One morning I sat in the doorway watching the engineers fill the water tanks, spilling most of it onto the tracks. Benoy appeared and edged his way past in a wide arc, apologising as he did so. I invited him over to chat but he hovered reluctantly.

‘Ma’am is it permissible that I sit at your level?’

I made space for him in the doorway, but he declined. He rested on his haunches, relaxing a little.

Benoy was a 30-year-old from Kolkata with a wife and a new-born son. He showed me a photograph of them both on his phone, wiping the screen on his sleeve. He would only see them again in three months’ time. Benoy was well-read, had a degree from the University of Calcutta and seemed over-qualified for his job. He explained that one day he would like to live in England and run his own hospitality business. I asked him why he wanted to leave India, just as it was reaching a turning point.

‘It is true that India is now doing very well,’ he said. ‘But this is only true for some people.’

‘But I thought Indians who went to university abroad are now coming back to India because this is where it’s booming. Even Indians who have never lived here?’

‘Yes ma’am it is booming, but for people who are low on the scale, this makes no difference.

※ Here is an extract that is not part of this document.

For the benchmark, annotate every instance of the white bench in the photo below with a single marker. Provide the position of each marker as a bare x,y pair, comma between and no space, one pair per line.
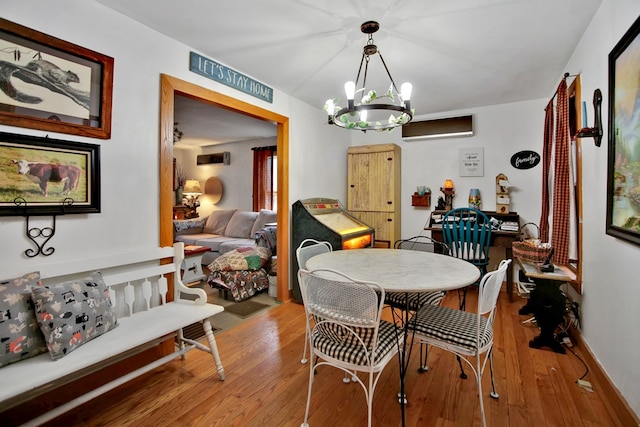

The rich are even richer, but the poor are even more poor than before. And now they want many things that they see but can never afford.’

‘What do you think will happen?’

‘They are slowly learning their rights and they are no longer keeping quiet. The time will come. One day they will refuse to accept this. But it will take some time.’

Another butler appeared from around the corner and Benoy leapt to his feet.

‘Enjoy your afternoon in Udaipur ma’am, it will be very special.’

The day in Udaipur sailed by like the boats on Lake Pichola. A tour around the palace ended with the distribution of traditional pagris for the men, and scarves for the women, their vegetable dyes leaving splodges on my neck like angry eczema. A sound and light show boomed and beamed before dinner and a tired troop flopped early to bed, as the following morning was Tiger Morning!

A damp chill clutched my chest as I jumped down the train steps. It was barely dawn, the birds were asleep and a handful of crickets was burning the midnight oil. Sleepy talk floated on puffs of breath and a mist curled itself around the carriages. Three tank-like jeeps were parked nearby and the Bumpkins squeezed into the front row of the first. Everyone else scrambled towards the other two. Sweeping the pools of dew from the seats with his hand, Raju the driver jumped down and passed a mountain of rough blankets over the sides. He wrenched the gear stick, scraping metal on metal and the jeep roared off to Ranthambore National Park. A steady blast of wind tugged the skin from our bones and dragged tears down the sides of our cheeks. At the gates to the park the jeep had a seizure, the engine cut out, and Raju jumped out and disappeared for ‘something’. While we waited, a stack of bodywarmers rose up at the side of the jeep and a row of baseball caps bobbed past. Men in shawls stood around, hands behind backs, eyes shining in the light of their beedis. Each wore a pair of camouflage-coloured earmuffs that clipped around the backs of their heads.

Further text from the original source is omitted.